Red Hat Bugzilla – Bug 460851
tdb is missing msync() calls
Last modified: 2008-09-09 10:12:52 EDT
I noticed that tdb doesn't issue msync() calls after writing to a file via mmap(). However, unless msync() is called data that is written to an MAP_SHARED mmap segment is not necessarily actually stored on disk. A call to munmap() or close() does *not* include an implicit msync. i.e. if you mmap a file, write to that segment and then immediately munmap/close it there is quite a chance that the data will not be in that file if you open it afterwards.
Right now it depends on luck whether data stored in a tdb database actually arrives on the disk before the database is closed.
tdb seems to call msync() only as part of the transaction stuff in a similar fashion as fsync(). However, msync() is strictly necessary to write correct code that uses mmap() for writing, while fsync() is optional for code that uses write() and only adds extra safety.
tdb should call msync() each time before it unlocks a writer lock on the db.
(afaik a lot of other projects copied tdb into their sources -- they'd need a fix for this too)
A quick temporary fix for clients is to pass TDB_NOMMAP to tdb.
Thanks Lennart, I am investigating the issue.

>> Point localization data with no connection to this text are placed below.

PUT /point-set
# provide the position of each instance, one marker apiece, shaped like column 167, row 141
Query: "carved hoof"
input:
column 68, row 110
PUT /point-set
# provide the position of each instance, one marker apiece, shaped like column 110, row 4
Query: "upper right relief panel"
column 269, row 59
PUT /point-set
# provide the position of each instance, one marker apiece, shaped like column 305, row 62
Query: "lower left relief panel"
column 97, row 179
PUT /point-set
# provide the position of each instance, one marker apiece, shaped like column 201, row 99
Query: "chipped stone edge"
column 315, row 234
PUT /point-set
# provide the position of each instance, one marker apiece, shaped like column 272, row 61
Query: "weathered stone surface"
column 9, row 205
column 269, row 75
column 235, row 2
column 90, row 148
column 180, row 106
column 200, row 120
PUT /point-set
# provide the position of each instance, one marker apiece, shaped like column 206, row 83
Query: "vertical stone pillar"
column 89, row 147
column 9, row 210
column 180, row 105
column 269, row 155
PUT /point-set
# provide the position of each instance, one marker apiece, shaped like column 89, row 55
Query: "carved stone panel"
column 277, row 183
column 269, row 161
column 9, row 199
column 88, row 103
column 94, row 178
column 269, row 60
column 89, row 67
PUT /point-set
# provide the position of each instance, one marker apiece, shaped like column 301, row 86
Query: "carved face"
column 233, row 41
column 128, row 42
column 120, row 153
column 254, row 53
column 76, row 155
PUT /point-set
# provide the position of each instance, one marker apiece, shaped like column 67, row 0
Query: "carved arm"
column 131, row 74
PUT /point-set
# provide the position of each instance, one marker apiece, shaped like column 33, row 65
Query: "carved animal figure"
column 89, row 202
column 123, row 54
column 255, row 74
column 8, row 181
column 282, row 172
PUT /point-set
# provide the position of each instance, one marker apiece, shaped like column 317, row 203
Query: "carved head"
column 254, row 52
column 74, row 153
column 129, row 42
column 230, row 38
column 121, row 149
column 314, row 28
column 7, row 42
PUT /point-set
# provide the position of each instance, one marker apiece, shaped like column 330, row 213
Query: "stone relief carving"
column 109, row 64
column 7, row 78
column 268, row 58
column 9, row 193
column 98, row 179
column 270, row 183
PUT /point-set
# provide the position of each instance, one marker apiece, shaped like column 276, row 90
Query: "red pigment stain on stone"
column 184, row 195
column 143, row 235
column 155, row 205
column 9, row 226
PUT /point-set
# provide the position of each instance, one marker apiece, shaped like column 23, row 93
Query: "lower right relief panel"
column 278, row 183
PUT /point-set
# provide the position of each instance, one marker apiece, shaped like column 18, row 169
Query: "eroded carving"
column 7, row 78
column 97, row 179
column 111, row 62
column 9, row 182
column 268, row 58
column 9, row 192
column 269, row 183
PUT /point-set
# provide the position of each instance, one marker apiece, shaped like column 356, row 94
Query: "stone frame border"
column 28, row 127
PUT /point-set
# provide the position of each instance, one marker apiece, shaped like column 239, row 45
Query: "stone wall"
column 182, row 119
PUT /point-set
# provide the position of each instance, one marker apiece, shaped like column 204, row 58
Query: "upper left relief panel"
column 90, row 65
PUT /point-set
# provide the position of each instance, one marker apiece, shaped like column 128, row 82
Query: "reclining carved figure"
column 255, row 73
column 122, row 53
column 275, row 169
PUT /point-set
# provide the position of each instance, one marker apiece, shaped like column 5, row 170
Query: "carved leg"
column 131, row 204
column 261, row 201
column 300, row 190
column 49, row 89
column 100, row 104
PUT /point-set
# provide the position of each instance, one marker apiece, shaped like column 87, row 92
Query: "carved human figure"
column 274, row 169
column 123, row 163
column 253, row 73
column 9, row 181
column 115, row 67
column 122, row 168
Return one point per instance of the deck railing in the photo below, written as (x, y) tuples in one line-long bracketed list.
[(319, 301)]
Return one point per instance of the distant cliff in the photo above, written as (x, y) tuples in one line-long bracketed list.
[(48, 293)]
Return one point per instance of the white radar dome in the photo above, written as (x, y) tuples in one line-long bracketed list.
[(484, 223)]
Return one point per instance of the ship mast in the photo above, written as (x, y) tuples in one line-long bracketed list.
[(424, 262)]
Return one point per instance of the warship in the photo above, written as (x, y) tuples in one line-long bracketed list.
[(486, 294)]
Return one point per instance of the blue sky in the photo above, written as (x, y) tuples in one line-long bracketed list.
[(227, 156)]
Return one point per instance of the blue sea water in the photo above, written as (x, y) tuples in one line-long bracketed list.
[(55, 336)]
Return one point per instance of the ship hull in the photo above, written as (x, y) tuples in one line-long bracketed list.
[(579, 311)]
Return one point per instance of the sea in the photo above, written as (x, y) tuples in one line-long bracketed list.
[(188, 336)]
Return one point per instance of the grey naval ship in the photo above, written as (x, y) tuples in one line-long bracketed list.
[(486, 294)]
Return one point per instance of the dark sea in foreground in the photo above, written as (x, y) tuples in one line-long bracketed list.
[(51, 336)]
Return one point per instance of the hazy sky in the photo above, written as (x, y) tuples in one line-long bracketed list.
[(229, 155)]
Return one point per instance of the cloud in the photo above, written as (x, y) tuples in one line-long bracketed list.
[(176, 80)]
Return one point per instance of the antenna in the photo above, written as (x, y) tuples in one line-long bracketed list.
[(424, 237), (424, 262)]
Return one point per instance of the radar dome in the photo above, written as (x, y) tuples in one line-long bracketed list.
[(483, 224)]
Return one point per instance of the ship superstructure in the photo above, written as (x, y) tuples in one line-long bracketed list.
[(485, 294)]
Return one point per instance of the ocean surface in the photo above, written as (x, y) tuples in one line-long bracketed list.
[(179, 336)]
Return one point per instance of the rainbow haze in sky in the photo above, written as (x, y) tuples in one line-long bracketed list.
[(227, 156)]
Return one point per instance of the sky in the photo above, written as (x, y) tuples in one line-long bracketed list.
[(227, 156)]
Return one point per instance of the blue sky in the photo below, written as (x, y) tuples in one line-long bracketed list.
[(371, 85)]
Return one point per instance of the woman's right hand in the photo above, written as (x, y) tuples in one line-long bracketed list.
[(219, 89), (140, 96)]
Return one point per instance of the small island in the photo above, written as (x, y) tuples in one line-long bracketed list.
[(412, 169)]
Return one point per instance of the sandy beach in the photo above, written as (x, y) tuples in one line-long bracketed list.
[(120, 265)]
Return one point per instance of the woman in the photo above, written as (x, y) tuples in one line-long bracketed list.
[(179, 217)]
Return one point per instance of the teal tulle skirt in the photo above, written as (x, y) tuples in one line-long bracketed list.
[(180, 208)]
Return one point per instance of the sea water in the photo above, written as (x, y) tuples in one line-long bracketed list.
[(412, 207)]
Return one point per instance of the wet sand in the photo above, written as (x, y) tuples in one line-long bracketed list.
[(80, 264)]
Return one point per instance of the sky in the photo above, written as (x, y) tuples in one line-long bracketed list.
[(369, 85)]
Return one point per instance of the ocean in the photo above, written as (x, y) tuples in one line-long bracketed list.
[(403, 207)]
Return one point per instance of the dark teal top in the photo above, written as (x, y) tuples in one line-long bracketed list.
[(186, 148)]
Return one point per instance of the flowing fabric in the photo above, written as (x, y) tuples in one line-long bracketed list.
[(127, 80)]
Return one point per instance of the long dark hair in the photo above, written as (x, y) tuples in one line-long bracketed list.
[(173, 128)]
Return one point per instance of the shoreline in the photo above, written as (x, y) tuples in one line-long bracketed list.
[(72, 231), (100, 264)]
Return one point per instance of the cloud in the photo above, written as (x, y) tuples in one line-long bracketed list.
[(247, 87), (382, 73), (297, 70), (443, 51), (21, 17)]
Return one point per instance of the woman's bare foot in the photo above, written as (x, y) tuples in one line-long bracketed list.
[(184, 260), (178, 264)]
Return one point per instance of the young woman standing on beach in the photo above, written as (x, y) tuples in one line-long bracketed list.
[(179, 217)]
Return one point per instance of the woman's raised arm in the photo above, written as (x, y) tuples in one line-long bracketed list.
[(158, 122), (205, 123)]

Lennat I actually pushed a patch that add msync() before munmap() in samba but I am getting a lot of push back.
The claim is that it slow things down and that the Linux implementation does an implicit msync() on munmap(), do you have a case where you actually found a problem on some OS?
I wrote a tool called "syrep" a while back which heavily uses mmap(). Back then I thought too that munmap() included an msync(). What happened is that from time to time my code produced files filled only with NUL bytes. To track this down was a royal PITA, and the man pages don't really stress this point.
This was the trivial commit I made back then:
I haven't had any iusses with tdb itself, but every time I see mmap code I now instantly look for the msync() and that's how I noticed that tdb was lacking those calls.
Also, if they claim that munmap includes msync, how could it be that adding the additional msync would slow anything down?
Do you remember what kernel was this on ?
munmap() implicitly does the same as msync(MS_ASYNC), which guarantees that the data will be written to disk eventually.
A subsequent mmap will use the exact same page cache pages that were just munmapped, so they will contain the data that was written into the mmaped area.
Apparently all people that I consulted with agree that msync() before munmap() is not necessary unless you want to protect data from sudden hard reboots.
Given TDB offers a transaction API (that uses msync(MS_SYNC) and that is the recommended API for persistent TDBs that should survive against odds I think we can close this as not a bug.
Hmm, no idea what kernel that was on. Something that was current in 2005.
Rik, was there any bug fixed related to this since 2005?